I am seeking help with this confusing scenario.

Sex before Marriage is immoral and offensive to God. When you come to realize this as truth, you will be remorseful, repentant and seek forgiveness from God. As fruit of your repentance you should proclaim that all pre-marital sex is immoral and offensive to God to those following in your footsteps. But what if your premarital affairs created life? And that life, that gift from God, remains your only child.

How can one reconcile the regret and remorse of a sin that brought a gift from God?

Is it accurate to say that one regrets their sin even though without that sin, they would not have their only child?

If God is not a proponent of evil, then why would he allow an immoral act to produce Good - a child?

In conclusion - Is it ok to NOT be remorseful of the sin that produced the Child, because it was God’s will to bring that life into the world in that fashion?

Thank you for your assistance with my rambling thoughts!

Sincerely in Christ,

Corrgc
 
The sexual act that creates babies is not a sin. Sex itself is the gift from God, as well as any babies that are born of this act. The sin is the misuse of the act.

The regret we might feel is related to the context of the act. If a child was born of a relationship between unmarried people then regret would be appropriate. You are sorry that you chose to use the gift of sexual intimacy with someone to whom you were not married.

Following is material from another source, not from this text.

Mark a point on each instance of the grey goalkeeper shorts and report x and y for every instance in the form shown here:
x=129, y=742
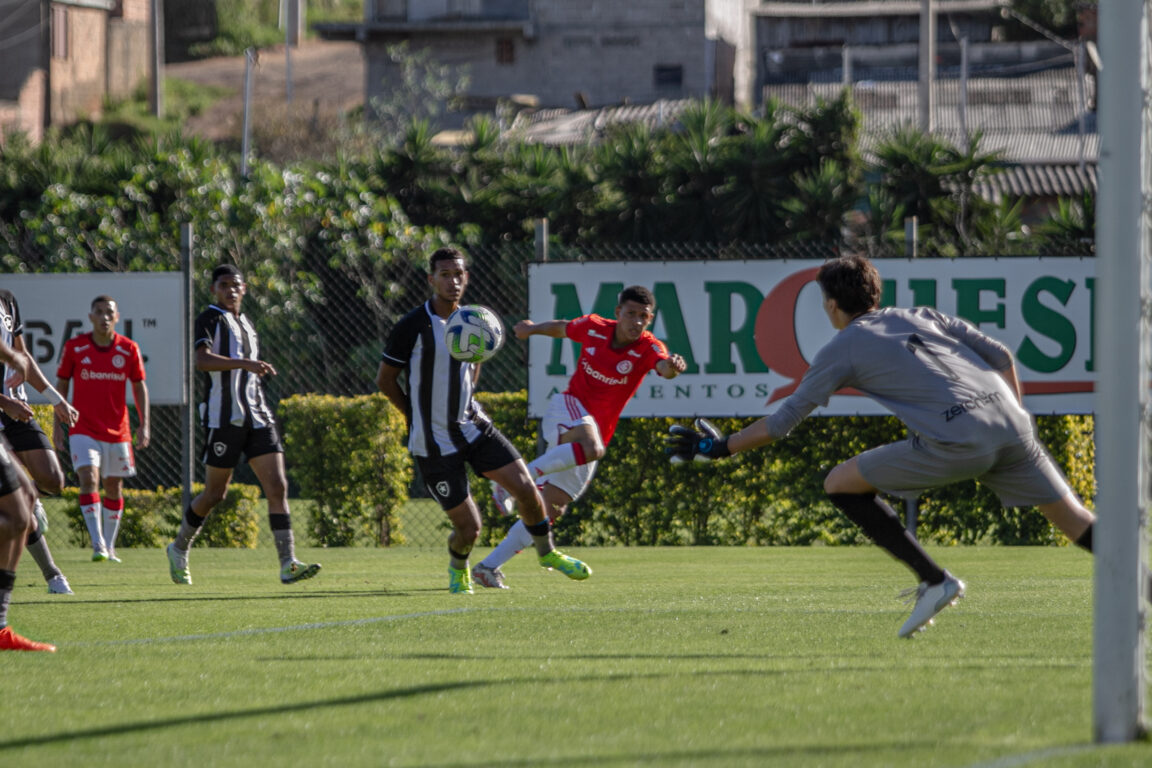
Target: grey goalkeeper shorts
x=1022, y=472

It is certainly an issue that should be discussed more often because a parent will be faced, at some point, with explaining to a child how their existence came to be. It is very difficult to fully convey that a baby is created from the love of the parents if the couple is unwilling to make the commitment to marry.

We can, however, use such situations to illustrate what our children should NOT do as they enter into young adulthood. We can also explain that the child was loved and wanted so much that he/she was brought into this world even in the face of adversity.
 
You confuse God’s Divine Will with his permissive will.

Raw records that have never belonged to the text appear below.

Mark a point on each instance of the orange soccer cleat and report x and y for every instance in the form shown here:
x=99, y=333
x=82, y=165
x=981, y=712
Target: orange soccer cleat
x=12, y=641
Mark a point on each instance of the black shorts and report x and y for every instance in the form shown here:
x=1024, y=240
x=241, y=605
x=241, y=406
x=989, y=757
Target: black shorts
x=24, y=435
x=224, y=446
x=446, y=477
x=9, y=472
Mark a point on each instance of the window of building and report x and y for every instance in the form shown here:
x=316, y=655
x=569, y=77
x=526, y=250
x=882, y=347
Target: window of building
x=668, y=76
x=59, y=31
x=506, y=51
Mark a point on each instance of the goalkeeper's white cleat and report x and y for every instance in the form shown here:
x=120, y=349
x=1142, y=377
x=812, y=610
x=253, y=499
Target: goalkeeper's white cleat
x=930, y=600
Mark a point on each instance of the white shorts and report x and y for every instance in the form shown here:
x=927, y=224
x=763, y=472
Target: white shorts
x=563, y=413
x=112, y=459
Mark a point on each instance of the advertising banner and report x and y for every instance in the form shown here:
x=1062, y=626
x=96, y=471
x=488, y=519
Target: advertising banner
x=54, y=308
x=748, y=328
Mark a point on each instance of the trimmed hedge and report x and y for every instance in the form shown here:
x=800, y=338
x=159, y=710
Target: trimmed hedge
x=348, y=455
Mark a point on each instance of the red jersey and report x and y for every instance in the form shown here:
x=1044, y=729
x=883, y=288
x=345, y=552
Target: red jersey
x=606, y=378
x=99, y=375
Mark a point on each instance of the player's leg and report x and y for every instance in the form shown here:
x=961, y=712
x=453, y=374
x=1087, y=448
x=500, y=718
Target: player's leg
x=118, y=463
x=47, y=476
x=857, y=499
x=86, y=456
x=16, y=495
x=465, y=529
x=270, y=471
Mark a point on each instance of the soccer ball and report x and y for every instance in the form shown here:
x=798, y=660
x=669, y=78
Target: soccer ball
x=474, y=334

God never wills us to commit sin. Fornication is always a sin. Those who choose to engage in premarital sex can experience the natural, biological consequences of that act. You cannot conclude it was God’s will to bring a child into a situation outside the bonds of marriage.

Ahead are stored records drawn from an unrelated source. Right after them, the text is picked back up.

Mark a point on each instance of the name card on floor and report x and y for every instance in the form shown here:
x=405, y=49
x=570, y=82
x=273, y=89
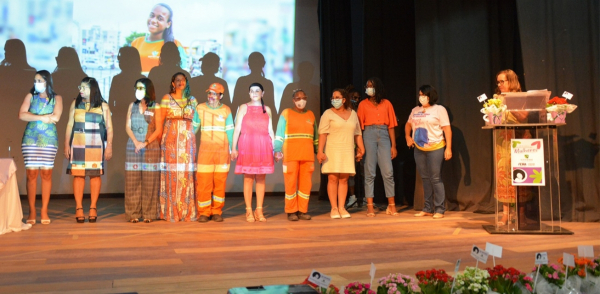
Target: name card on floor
x=541, y=258
x=479, y=254
x=319, y=279
x=493, y=250
x=585, y=251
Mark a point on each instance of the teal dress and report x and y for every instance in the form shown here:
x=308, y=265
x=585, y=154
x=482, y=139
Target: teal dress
x=40, y=140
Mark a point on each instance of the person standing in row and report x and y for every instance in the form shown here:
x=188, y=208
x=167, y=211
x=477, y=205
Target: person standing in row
x=216, y=137
x=431, y=132
x=296, y=142
x=174, y=120
x=377, y=119
x=339, y=130
x=142, y=156
x=41, y=109
x=88, y=142
x=254, y=129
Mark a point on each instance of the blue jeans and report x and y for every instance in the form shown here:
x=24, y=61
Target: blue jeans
x=429, y=165
x=378, y=150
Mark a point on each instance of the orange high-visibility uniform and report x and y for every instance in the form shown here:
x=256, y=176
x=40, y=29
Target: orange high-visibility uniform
x=216, y=127
x=297, y=137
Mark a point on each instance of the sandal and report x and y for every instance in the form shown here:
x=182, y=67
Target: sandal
x=79, y=219
x=249, y=215
x=91, y=218
x=370, y=214
x=260, y=217
x=391, y=211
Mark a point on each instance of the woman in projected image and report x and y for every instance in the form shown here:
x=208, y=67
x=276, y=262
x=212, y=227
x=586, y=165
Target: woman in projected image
x=254, y=129
x=142, y=155
x=177, y=121
x=41, y=109
x=160, y=30
x=339, y=130
x=88, y=142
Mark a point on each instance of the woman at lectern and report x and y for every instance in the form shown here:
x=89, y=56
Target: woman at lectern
x=432, y=135
x=41, y=109
x=88, y=143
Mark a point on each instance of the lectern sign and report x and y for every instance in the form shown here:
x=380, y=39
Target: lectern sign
x=527, y=162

However, in the parents choice and resulting consequence, God does not withhold his love from the child, because the child is innocent. The parents committed the sin.
 
Yes, children are always a blessing, but it does not mean the way they came about is a blessing or a good thing.
 
The regret we might feel is related to the context of the act. If a child was born of a relationship between unmarried people then regret would be appropriate. You are sorry that you chose to use the gift of sexual intimacy with someone to whom you were not married.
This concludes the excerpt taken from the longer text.